79 pour la santé suivant une logique en valeur. Enfin, l’action par la rationalité en routine consistera à déstabiliser des routines déjà mises en place pour les adapter ou bien d’en construire des nouvelles afin qu’elles répondent aux objectifs de santé. Les leviers d’actions de santé publique considérant la décision alimentaire au travers de ces formes de rationalité auront ainsi pour principe, par un jeu d’allers-retours, de déconstruire les connaissances, représentations et pratiques des mangeurs pour en construire de nouvelles identifiées comme étant adaptées aux objectifs de santé souhaités. La décision alimentaire des mangeurs ne saurait se réduire à une simple histoire d’appétence ou d’un calcul en termes de coûts/avantages, d’une part, du fait de la multiplicité de dimensions pouvant être prise en compte (prix, qualité, temps de préparation, effets supposés sur la santé ou sur l’esthétique corporelle, etc.), et d’autre part, parce qu’elles s’inscrivent dans des systèmes de valeurs, de jeux d’interactions sociales et d’un ensemble de routines. Le mécanisme de la décision alimentaire inscrit le mangeur comme un être bio-psycho-socio-logique (Poulain, 2002) surdéterminé par un ensemble de facteurs socioculturels et biologiques, mais aussi comme disposant d’un espace de liberté dans lequel ses choix pourront être marqués par son histoire et sa personnalité, tout en étant régi par des influences sociales et par une adaptation à des contextes.
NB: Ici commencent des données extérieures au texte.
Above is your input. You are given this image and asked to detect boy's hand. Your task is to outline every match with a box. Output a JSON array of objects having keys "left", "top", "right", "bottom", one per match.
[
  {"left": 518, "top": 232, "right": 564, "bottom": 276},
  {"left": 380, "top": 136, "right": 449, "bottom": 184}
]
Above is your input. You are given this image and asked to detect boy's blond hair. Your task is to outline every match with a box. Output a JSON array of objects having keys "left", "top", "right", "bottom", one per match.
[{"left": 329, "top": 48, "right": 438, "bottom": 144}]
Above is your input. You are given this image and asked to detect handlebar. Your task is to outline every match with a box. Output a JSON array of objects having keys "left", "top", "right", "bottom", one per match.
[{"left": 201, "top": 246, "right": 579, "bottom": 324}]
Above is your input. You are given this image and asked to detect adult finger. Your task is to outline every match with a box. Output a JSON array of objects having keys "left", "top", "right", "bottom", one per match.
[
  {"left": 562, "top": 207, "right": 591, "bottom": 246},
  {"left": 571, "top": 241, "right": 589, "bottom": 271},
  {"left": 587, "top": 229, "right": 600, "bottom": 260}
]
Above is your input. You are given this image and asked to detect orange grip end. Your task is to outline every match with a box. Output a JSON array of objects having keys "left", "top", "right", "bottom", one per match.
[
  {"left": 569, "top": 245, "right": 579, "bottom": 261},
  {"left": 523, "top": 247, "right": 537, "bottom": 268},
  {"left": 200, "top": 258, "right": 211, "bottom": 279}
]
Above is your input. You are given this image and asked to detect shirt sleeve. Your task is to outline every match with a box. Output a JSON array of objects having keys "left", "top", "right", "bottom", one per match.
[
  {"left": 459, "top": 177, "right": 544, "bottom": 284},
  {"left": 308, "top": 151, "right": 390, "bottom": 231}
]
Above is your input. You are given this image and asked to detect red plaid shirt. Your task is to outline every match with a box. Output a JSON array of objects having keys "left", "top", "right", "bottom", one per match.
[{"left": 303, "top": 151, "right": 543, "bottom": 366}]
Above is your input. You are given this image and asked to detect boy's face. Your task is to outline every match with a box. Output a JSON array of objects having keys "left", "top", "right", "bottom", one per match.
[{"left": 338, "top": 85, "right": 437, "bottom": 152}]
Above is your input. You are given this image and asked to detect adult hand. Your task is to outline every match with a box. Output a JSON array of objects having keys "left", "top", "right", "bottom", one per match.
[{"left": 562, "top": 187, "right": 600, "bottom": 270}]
Décrire et comprendre les formes logiques du raisonnement alimentaire du mangeur dans un objectif de santé fait émerger un ensemble de déterminants des comportements alimentaires. Dans un contexte de médicalisation de la société, l’attribution causale entre les comportements alimentaires et certaines pathologies désigne l’alimentation tant comme un facteur protecteur que comme un facteur de risque pour la santé.